In the case where you have a sample plate of 6 samples and you run 3 temperature ramps over all 6 and then a couple of stand-alone measurements of each of them. A query that should be easy is "give me the data from every measurement of sample 3". Letting each temperature ramp generate 6 start documents makes this easy as the de-interlacing is taken care of by the structure of the documents and DataBroker. If you have (sometimes) saved them interlaced all of that de-interlacing needs to happen in the client layer.

If there really is concern that the number of samples run in the inner loop of a temperature ramp is significant then that can be handled by flagging it in the start documents or by just not using this feature.

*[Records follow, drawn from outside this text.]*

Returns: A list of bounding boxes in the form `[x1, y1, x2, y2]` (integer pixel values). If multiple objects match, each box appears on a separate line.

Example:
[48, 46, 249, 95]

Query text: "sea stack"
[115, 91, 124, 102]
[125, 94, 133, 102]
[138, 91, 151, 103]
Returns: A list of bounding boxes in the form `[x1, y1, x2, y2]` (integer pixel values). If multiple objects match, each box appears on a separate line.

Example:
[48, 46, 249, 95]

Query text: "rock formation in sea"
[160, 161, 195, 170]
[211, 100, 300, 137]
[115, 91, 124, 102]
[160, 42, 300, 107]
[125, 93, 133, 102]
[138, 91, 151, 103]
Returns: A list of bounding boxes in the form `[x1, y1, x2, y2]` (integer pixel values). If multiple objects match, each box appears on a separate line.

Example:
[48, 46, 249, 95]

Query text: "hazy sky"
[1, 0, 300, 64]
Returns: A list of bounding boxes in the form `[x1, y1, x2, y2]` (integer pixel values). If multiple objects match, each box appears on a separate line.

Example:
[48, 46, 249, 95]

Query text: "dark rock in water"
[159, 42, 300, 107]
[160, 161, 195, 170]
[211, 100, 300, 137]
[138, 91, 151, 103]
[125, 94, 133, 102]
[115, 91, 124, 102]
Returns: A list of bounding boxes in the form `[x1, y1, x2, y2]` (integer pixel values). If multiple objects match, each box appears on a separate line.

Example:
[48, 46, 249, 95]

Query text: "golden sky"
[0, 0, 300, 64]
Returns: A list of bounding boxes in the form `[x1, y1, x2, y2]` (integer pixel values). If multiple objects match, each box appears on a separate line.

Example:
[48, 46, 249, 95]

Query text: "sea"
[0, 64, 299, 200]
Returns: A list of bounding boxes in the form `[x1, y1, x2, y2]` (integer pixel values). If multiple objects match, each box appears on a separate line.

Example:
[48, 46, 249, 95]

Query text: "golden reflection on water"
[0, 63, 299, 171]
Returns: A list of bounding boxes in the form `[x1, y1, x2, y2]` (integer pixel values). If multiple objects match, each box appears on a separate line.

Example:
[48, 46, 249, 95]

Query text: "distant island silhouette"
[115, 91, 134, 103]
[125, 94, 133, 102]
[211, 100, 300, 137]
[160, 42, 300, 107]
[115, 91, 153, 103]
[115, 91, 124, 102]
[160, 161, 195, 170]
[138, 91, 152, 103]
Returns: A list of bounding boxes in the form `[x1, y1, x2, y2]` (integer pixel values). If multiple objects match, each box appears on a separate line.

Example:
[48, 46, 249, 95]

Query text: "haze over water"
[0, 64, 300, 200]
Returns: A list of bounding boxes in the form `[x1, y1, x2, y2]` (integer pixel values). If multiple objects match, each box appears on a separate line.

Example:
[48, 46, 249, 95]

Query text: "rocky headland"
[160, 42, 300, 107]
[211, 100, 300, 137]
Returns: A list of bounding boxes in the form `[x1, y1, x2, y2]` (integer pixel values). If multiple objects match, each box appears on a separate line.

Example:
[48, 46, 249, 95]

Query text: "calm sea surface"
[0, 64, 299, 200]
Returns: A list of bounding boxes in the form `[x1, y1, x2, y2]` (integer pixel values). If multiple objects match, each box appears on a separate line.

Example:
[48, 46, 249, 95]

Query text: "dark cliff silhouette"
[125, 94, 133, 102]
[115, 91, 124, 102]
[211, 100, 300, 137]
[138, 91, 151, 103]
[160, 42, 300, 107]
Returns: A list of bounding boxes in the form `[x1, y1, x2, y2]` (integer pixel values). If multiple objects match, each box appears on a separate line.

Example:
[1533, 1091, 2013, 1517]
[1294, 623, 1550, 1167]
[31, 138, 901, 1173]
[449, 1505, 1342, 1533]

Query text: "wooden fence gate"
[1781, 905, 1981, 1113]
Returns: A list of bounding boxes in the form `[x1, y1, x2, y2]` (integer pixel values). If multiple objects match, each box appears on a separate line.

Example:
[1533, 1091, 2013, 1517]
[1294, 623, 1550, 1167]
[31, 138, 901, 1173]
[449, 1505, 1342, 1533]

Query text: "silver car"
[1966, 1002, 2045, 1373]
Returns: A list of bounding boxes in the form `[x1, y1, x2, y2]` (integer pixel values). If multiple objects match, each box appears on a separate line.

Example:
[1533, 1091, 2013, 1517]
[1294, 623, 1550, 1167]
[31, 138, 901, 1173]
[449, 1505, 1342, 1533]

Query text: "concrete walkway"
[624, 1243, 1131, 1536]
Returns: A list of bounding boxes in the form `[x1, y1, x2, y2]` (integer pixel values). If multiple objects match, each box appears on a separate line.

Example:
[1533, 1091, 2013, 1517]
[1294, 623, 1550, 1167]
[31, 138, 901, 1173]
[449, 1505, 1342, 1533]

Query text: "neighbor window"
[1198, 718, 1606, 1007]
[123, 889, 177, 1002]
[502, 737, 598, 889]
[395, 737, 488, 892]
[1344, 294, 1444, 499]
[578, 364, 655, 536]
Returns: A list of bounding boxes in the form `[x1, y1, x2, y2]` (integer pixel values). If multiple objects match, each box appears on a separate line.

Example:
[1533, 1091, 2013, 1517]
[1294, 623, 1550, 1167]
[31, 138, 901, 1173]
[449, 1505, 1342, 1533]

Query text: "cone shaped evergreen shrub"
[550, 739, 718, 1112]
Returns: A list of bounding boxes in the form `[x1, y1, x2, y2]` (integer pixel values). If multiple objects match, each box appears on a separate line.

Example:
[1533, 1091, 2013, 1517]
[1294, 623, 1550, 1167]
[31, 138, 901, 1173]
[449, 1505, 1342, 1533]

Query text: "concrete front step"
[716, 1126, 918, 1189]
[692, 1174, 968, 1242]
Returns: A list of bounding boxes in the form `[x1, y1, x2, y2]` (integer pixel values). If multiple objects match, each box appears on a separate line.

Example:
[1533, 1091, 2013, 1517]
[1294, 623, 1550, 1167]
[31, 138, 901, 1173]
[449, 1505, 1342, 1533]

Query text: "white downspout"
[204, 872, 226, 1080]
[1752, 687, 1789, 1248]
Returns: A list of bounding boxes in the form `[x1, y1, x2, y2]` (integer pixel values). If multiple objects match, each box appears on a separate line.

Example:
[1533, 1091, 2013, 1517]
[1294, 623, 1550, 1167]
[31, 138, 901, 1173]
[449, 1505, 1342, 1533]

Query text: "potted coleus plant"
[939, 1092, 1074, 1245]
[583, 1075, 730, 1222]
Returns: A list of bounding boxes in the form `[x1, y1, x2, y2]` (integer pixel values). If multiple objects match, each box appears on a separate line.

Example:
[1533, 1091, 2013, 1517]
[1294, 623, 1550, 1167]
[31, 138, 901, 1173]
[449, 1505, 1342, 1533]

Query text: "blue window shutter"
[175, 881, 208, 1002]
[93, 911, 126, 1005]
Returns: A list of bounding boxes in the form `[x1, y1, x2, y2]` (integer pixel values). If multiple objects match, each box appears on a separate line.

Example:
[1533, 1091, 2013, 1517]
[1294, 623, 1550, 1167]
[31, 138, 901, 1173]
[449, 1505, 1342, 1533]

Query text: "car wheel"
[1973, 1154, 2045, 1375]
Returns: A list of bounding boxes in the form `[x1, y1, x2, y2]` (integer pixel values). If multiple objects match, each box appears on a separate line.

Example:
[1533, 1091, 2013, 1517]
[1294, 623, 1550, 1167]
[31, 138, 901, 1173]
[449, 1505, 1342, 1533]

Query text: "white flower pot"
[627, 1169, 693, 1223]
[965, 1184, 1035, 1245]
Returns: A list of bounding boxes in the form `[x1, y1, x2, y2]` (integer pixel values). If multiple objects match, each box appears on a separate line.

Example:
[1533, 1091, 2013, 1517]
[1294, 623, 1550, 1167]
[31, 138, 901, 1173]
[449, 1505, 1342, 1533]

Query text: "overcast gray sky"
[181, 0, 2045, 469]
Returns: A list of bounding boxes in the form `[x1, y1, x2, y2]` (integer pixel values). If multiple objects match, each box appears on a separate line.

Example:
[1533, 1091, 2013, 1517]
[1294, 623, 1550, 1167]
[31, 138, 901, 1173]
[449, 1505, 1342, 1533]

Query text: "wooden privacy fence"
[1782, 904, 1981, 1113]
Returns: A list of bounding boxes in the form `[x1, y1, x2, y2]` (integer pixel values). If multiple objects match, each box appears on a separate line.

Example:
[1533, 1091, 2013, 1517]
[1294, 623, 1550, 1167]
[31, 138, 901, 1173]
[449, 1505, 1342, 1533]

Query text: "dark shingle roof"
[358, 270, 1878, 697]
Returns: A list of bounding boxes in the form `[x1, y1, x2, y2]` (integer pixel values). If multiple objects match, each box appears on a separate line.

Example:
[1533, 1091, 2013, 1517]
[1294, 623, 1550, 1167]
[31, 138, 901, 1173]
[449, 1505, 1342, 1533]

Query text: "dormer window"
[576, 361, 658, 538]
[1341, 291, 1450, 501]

It is not obvious to me that in all cases the details of the nesting are relevant (for example an aging experiment or the outer loop is an energy scan) so even if there are cases where you do want to do the above nesting, that is not a reason to not do it in other cases.

There are some cases, such as the sample plate being from different user groups (and hence on different proposals), that will mandate having multiple start documents open.

There are some interesting wrinkles here, like do we broadcast monitors to all open runs?

prjemian commented 6 years ago

As you said,

On 10/17/2017 12:39 PM, Thomas A Caswell wrote:

If there really is concern that the number of samples run in the inner loop of a temperature ramp is significant then that can be handled by flagging it in the start documents or by just not using this feature.

wouldn't that coordination be aided by adding a metadata identifier common to the set(s)?

danielballan commented 3 years ago

Support for multi-run plans was added in bluesky 1.6.0 and documented at https://blueskyproject.io/bluesky/multi_run_plans.html. The built-in callbacks (LiveTable, LivePlot) have undefined (likely broken) behavior if subscribed directly to a sequence of documents with interleaved runs, but the event_model.RunRouter can be inserted to ensure that each instance only ever sees one Run.